In 1980, their relationship falls apart when Amelia publishes her article about the mishandled investigation, and Wayne refuses to sell her out – accepting a demotion to a desk job instead. They later patch things up and promise to marry, but the case continues to plague their marriage for the next decade. But after a frank heart-to-heart in 1990, the two agree to put the case behind them for the sake of their family. Amelia scraps her plans for a sequel book and Wayne quits the force. A brief glimpse of a post-1990 timeline shows happier times. Wayne is head of security at a college where Amelia teaches. He drops by her class, and they share a smile. The two seem to have finally found peace.

It’s another hopeful conclusion and one that is reflected in 2015, which ends with Wayne sitting on the porch with his son, his daughter-in-law, his estranged daughter and Roland, watching his grandkids ride their bikes in the street, much like how this season opened with the Purcell kids. There is a sense of reconciliation and contentedness. But before we get too comfortable, Wayne drifts into his memories one last time, first to the night he proposed to Amelia and then to his army days – the final shot of the series is a young Wayne, scared, lost and alone, as he disappears into the Vietnam jungle.

That final image is unexpected and surprisingly powerful. It doesn’t exactly reframe the story we’ve been watching this season, but it adds another layer of depth. It’s as if to remind us that Wayne has been possessed by darkness and horrors way before the Purcell case came into his life. The things he witnessed as a young man working recon in Vietnam. The things he never wanted to talk about with anyone. He joined the army so that his mom could get a pay-out if he died out there. Wayne didn’t die, but part of him did, and that’s what he’s been searching for ever since.

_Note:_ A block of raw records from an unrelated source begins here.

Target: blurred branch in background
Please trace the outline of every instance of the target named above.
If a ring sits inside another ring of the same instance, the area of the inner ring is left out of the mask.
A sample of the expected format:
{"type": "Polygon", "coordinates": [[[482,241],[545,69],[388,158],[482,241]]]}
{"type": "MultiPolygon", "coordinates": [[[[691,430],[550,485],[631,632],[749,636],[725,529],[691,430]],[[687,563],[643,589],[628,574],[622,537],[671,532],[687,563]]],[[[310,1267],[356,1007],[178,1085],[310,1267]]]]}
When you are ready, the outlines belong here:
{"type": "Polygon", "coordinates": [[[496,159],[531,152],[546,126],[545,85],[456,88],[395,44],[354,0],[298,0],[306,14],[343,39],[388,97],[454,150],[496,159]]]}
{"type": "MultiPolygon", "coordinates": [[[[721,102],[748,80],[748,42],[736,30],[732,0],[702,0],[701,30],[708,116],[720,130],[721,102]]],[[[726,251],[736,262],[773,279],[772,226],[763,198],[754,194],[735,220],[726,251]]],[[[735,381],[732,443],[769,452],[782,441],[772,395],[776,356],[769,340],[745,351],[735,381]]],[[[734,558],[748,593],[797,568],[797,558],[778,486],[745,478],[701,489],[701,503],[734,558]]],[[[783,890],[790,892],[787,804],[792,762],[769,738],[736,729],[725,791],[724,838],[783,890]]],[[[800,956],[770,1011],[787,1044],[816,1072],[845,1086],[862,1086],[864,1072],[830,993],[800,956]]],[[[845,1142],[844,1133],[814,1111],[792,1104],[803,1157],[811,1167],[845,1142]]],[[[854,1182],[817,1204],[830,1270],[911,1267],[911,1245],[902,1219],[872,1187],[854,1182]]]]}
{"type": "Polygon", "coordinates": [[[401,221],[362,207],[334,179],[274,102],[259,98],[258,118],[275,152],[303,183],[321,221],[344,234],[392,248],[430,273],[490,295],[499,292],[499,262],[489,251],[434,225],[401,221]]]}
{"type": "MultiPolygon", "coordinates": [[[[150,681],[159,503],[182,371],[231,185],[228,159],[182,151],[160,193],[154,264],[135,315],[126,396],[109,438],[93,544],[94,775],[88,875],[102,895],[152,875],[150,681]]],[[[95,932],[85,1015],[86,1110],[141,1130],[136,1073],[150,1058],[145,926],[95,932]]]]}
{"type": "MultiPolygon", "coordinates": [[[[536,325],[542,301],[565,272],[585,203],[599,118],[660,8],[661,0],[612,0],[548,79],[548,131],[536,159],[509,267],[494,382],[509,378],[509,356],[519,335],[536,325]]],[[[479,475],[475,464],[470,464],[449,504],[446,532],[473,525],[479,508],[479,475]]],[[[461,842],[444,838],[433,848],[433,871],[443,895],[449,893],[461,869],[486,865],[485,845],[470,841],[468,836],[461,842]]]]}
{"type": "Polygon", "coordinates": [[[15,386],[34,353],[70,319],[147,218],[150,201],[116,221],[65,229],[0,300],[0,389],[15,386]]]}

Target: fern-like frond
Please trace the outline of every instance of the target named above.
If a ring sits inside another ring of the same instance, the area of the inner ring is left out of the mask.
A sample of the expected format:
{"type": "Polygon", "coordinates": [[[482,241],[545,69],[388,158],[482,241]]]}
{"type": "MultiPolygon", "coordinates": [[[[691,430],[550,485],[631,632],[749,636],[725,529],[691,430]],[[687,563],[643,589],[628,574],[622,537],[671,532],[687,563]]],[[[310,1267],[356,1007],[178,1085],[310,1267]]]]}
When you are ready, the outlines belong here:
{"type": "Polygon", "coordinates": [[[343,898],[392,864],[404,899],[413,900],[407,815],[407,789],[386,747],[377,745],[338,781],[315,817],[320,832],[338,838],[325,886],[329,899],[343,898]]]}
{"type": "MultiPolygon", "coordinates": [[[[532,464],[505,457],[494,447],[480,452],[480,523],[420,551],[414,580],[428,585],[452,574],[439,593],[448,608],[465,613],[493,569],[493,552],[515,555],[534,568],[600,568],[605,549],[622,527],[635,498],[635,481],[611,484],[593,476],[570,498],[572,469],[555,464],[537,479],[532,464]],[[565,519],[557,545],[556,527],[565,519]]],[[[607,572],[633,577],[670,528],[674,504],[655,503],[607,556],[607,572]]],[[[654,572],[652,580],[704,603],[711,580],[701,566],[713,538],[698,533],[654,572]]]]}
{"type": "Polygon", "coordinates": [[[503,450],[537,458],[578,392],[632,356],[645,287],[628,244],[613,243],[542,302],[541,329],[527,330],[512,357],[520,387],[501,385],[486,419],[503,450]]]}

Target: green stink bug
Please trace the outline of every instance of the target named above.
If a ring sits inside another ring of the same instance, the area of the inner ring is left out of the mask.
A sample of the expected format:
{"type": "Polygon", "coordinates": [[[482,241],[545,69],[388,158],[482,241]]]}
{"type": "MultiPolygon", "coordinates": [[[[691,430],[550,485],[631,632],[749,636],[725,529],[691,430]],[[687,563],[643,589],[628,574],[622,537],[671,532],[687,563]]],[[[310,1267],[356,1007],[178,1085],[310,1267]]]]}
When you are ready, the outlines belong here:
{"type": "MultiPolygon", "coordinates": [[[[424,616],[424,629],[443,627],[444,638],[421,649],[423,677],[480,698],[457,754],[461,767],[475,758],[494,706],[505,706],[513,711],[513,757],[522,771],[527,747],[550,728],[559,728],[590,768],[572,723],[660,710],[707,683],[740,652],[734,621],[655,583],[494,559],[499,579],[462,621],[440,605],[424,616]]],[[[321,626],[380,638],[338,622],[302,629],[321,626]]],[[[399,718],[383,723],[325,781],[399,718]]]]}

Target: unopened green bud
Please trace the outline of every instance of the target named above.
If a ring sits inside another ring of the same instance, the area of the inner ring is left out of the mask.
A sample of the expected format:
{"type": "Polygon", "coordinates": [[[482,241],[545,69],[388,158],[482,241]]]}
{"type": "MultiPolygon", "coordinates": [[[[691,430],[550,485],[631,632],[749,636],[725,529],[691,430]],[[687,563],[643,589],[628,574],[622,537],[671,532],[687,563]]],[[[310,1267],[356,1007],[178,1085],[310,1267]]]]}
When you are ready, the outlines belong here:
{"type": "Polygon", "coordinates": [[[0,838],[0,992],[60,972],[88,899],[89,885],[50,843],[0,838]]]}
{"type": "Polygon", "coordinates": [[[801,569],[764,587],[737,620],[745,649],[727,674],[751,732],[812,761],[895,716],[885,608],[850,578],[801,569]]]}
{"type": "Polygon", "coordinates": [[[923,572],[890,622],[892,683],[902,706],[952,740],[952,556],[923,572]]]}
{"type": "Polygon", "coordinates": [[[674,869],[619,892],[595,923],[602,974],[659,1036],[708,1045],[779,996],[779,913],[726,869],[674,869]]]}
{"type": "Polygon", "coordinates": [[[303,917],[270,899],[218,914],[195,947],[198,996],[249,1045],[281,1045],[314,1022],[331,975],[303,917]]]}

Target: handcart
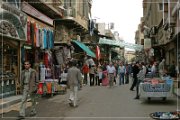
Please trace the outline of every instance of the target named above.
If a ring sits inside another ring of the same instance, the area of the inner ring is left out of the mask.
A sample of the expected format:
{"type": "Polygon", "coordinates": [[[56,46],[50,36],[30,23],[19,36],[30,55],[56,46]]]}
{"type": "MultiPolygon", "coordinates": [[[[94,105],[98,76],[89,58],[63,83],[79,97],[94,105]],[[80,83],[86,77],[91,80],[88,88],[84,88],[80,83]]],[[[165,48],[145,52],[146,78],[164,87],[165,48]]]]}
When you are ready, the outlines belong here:
{"type": "Polygon", "coordinates": [[[171,79],[145,78],[139,85],[139,96],[148,100],[151,98],[166,100],[173,96],[173,81],[171,79]]]}
{"type": "Polygon", "coordinates": [[[150,113],[150,117],[155,120],[179,120],[180,112],[154,112],[150,113]]]}

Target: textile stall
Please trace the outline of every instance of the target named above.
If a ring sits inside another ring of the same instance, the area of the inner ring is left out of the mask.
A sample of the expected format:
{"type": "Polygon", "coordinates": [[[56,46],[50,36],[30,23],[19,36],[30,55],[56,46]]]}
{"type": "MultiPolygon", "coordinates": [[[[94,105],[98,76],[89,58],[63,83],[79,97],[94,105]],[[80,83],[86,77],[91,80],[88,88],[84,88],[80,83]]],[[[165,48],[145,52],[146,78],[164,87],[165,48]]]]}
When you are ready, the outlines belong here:
{"type": "Polygon", "coordinates": [[[145,78],[139,85],[139,94],[141,98],[162,98],[172,97],[173,80],[170,77],[145,78]]]}

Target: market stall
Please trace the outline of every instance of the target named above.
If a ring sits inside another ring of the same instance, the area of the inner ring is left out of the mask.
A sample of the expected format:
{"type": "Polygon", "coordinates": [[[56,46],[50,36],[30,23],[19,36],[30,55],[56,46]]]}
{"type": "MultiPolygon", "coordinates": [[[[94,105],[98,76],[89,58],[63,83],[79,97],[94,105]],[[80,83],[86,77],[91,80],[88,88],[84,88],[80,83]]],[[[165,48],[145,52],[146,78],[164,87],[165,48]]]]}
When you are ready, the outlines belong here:
{"type": "Polygon", "coordinates": [[[171,97],[173,93],[173,80],[169,77],[145,78],[139,85],[139,94],[141,98],[166,98],[171,97]]]}
{"type": "Polygon", "coordinates": [[[154,112],[154,113],[150,113],[150,117],[155,120],[179,120],[180,112],[179,111],[154,112]]]}
{"type": "Polygon", "coordinates": [[[40,95],[64,94],[66,92],[66,85],[58,84],[58,79],[46,79],[38,84],[37,93],[40,95]]]}

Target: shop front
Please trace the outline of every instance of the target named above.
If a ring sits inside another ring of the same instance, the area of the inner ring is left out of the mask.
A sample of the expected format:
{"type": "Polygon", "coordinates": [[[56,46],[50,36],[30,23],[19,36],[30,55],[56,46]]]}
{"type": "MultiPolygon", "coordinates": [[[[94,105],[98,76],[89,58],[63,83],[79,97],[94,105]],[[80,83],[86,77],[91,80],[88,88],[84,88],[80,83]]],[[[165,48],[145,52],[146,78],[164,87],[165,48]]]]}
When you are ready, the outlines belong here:
{"type": "Polygon", "coordinates": [[[11,3],[0,4],[0,98],[19,92],[20,46],[26,41],[27,15],[20,11],[20,3],[11,3]]]}

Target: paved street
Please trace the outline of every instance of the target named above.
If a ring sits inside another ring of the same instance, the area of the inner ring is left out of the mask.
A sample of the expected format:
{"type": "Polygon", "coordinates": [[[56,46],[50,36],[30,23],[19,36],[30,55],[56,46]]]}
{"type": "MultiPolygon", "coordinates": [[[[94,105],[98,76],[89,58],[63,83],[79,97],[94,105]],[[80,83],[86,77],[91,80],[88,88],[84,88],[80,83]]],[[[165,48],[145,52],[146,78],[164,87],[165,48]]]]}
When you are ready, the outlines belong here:
{"type": "MultiPolygon", "coordinates": [[[[175,111],[177,109],[177,98],[175,96],[168,98],[166,101],[162,101],[160,98],[152,99],[151,101],[144,99],[135,100],[133,98],[136,91],[130,91],[129,88],[130,84],[114,86],[113,88],[84,86],[79,91],[79,106],[77,108],[72,108],[68,105],[68,93],[49,98],[40,98],[36,119],[146,120],[151,119],[149,113],[156,111],[175,111]]],[[[3,114],[5,120],[16,119],[17,116],[18,105],[14,110],[3,114]]],[[[26,119],[28,120],[30,117],[26,119]]]]}

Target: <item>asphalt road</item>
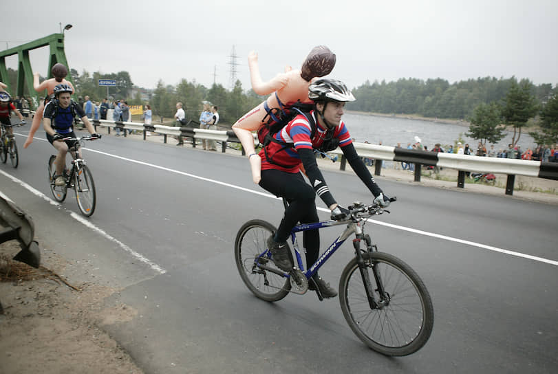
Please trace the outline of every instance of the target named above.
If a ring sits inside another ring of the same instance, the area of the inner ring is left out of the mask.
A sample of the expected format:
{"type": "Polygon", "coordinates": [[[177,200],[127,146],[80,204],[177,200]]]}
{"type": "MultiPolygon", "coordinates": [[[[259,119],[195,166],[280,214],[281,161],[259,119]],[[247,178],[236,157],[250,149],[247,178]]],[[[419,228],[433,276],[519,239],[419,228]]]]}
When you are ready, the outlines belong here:
{"type": "MultiPolygon", "coordinates": [[[[23,144],[26,132],[17,132],[23,144]]],[[[47,250],[87,261],[81,276],[121,289],[107,302],[138,316],[106,329],[147,373],[558,371],[555,206],[377,178],[398,200],[376,219],[388,226],[367,232],[422,277],[435,311],[426,346],[390,358],[352,333],[337,298],[312,293],[268,303],[244,286],[237,231],[254,218],[277,225],[282,214],[282,203],[251,183],[246,158],[122,137],[88,142],[98,200],[93,216],[80,219],[73,191],[61,206],[43,196],[50,197],[53,151],[39,139],[20,149],[17,169],[0,164],[0,190],[33,217],[47,250]]],[[[352,173],[324,176],[341,204],[370,201],[352,173]]],[[[323,230],[322,242],[339,233],[323,230]]],[[[352,254],[345,244],[322,277],[337,285],[352,254]]]]}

And so did this final episode bring closure? Partly. But that’s beside the point. Even when an answer is found, whether in fiction or in life itself, we still have to live with the results. The story keeps going, as Amelia put it. “All this life, all this loss — what if it was really one long story that just kept going and going until it healed itself? Wouldn’t that be a story worth telling? Wouldn’t that be a story worth hearing?” Ultimately, even if the season one links were a red herring, I think the story of True Detective season three was worth hearing.

Extra Case Notes

-Wayne gives the note with Mike Ardoin’s address on it to his son Henry, who doesn’t throw it away. That certainly leaves things open for Wayne to continue to pursue the case in the future.

-While the main story was obviously about Wayne, we must not forget about Roland. Stephen Dorff put on a splendid performance all season, and he has one of the stand-out scenes of the finale, where after getting into a bar fight with a burly biker gang, he is comforted by a stray dog. I wouldn’t be opposed to a spin-off series where Roland opens up his own dog grooming business.

-The performances from Mahershala Ali and Carmen Ejogo have also been fantastic throughout. Perhaps the scripts could have provided Ejojo more to work with at times, but everything she was given she nailed, making Amelia a character who refused to be shoved in the background. And Ali, who won an Oscar while this episode was airing, was uniformly excellent, displaying different levels of despair and confusion across multiple timelines.